Limites à propriedade cruzada tem a ver fundamentalmente com essa segunda justificativa. Países como Estados Unidos, França e Reino Unido adotam esses limites por entenderem que a concentração de vozes afeta suas democracias. É importante notar que nesses países esses limites são antigos, mas têm sido revistos e, via de regra, mantidos – ainda que relaxados, em alguns casos. Mesmo com todos os processos liberalizantes, revisões regulares de seus marcos regulatórios e convergência tecnológica, esses países seguem mantendo enxergando a propriedade cruzada como um problema.

O que aconteceu nas últimas décadas foi uma complexificação dos critérios de análise adotados, incluindo alcance e audiência como critérios definidores.
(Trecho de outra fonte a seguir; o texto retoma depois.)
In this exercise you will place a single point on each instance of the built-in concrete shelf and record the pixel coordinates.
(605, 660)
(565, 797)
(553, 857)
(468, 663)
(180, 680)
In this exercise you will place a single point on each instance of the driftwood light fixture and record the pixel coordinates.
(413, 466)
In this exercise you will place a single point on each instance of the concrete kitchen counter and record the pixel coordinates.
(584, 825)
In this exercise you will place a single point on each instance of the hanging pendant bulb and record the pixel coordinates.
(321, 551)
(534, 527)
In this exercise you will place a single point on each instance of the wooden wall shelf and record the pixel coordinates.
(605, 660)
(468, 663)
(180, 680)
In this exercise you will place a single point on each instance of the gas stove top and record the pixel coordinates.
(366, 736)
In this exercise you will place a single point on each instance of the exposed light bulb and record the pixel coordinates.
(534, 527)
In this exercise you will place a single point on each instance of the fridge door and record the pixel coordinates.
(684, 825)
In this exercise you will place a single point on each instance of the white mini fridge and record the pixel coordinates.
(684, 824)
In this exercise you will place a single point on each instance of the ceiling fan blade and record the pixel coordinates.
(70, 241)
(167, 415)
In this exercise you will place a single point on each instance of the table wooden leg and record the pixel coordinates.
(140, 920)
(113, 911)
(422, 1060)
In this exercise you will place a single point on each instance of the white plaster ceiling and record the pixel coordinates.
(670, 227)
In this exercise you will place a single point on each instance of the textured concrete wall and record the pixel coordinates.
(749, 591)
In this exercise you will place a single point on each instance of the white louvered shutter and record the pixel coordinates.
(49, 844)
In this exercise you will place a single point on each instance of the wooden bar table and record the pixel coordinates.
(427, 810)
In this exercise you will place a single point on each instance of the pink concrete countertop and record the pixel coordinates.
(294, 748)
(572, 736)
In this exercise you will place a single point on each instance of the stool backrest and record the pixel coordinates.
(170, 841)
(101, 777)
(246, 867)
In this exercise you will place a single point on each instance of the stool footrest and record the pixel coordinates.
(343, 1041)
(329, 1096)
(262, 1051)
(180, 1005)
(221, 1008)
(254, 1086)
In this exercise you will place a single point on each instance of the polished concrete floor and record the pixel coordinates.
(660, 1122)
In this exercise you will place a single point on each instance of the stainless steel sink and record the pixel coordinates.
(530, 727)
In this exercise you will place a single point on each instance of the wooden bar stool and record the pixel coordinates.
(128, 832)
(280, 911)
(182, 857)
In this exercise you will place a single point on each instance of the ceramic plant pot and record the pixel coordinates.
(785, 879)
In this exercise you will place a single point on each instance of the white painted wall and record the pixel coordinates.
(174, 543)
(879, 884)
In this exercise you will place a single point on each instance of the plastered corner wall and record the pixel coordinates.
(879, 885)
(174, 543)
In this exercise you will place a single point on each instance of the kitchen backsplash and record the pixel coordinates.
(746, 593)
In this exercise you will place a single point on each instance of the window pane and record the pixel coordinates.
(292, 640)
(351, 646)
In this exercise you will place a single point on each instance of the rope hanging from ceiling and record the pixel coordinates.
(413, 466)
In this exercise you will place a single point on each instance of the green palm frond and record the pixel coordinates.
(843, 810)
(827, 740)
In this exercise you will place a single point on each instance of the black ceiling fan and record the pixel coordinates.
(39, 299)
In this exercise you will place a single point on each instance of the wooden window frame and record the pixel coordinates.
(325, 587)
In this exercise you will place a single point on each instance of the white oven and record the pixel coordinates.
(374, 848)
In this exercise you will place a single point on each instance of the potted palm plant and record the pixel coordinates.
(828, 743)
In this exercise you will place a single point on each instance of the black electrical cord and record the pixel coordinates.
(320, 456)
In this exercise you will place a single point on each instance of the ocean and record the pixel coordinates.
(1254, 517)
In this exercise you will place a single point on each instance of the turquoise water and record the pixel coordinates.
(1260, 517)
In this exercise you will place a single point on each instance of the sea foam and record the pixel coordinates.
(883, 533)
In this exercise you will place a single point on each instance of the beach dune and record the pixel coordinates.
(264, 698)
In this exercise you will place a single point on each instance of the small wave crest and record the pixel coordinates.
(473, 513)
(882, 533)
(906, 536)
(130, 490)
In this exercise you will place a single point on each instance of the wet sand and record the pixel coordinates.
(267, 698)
Os Estados Unidos, por exemplo, tinham uma regra clássica de limite à concentração cruzada em âmbito local: nenhuma emissora poderia ser dona de um jornal que circulasse na cidade em que ela atua.

Essa regra foi levemente flexibilizada em 2007, quando se passou a levar em conta o índice de audiência das emissoras e o número de meios de comunicação independentes presentes naquela localidade. Mas essa flexibilização só vale para as vinte maiores áreas de mercado dos EUA (são 210 no total) e só acontece se o canal de TV não está entre os quatro mais vistos e se restam pelo menos oito meios independentes. Dá para ver, portanto, que a flexibilização é a exceção, não a regra.

Na França, há regras para propriedade cruzada em âmbito nacional e em âmbito local. Em cada localidade, nenhuma pessoa pode deter ao mesmo tempo licenças para TV, rádio e jornal de circulação geral distribuídos na área de alcance da TV ou da rádio.

No Reino Unido, nenhuma pessoa pode adquirir uma licença do Canal 3 (segundo maior canal de TV, primeiro entre os canais privados) se ela detém um ou mais jornais de circulação nacional que tenham juntos mais que 20% do mercado. Essa regra vale também para o âmbito local. No caso britânico, há outras regras que utilizam um complexo sistema de pontuação para sopesar o impacto de licenças nacionais e locais de TV e rádio e jornais de circulação local e nacional.

Como se vê, nem com as mais agressivas tentativas de liberalização conseguiu-se chegar perto da situação brasileira, que simplesmente não prevê limites à propriedade cruzada. Exemplos como o da Globo no Rio de Janeiro, que controla a principal TV, as principais rádios e o único jornal da cidade voltado ao público formador de opinião (sem contar TV a cabo, distribuidora de filmes etc.) são completamente impensáveis em democracias avançadas.

Assim, independentemente da fórmula que irá adotar, se o Brasil quiser aprovar um novo marco regulatório para o setor que seja de fato fortalecedor da diversidade informativa, e portanto de nossa democracia, essa questão não pode estar ausente. A despeito do que digam Estados e Globos.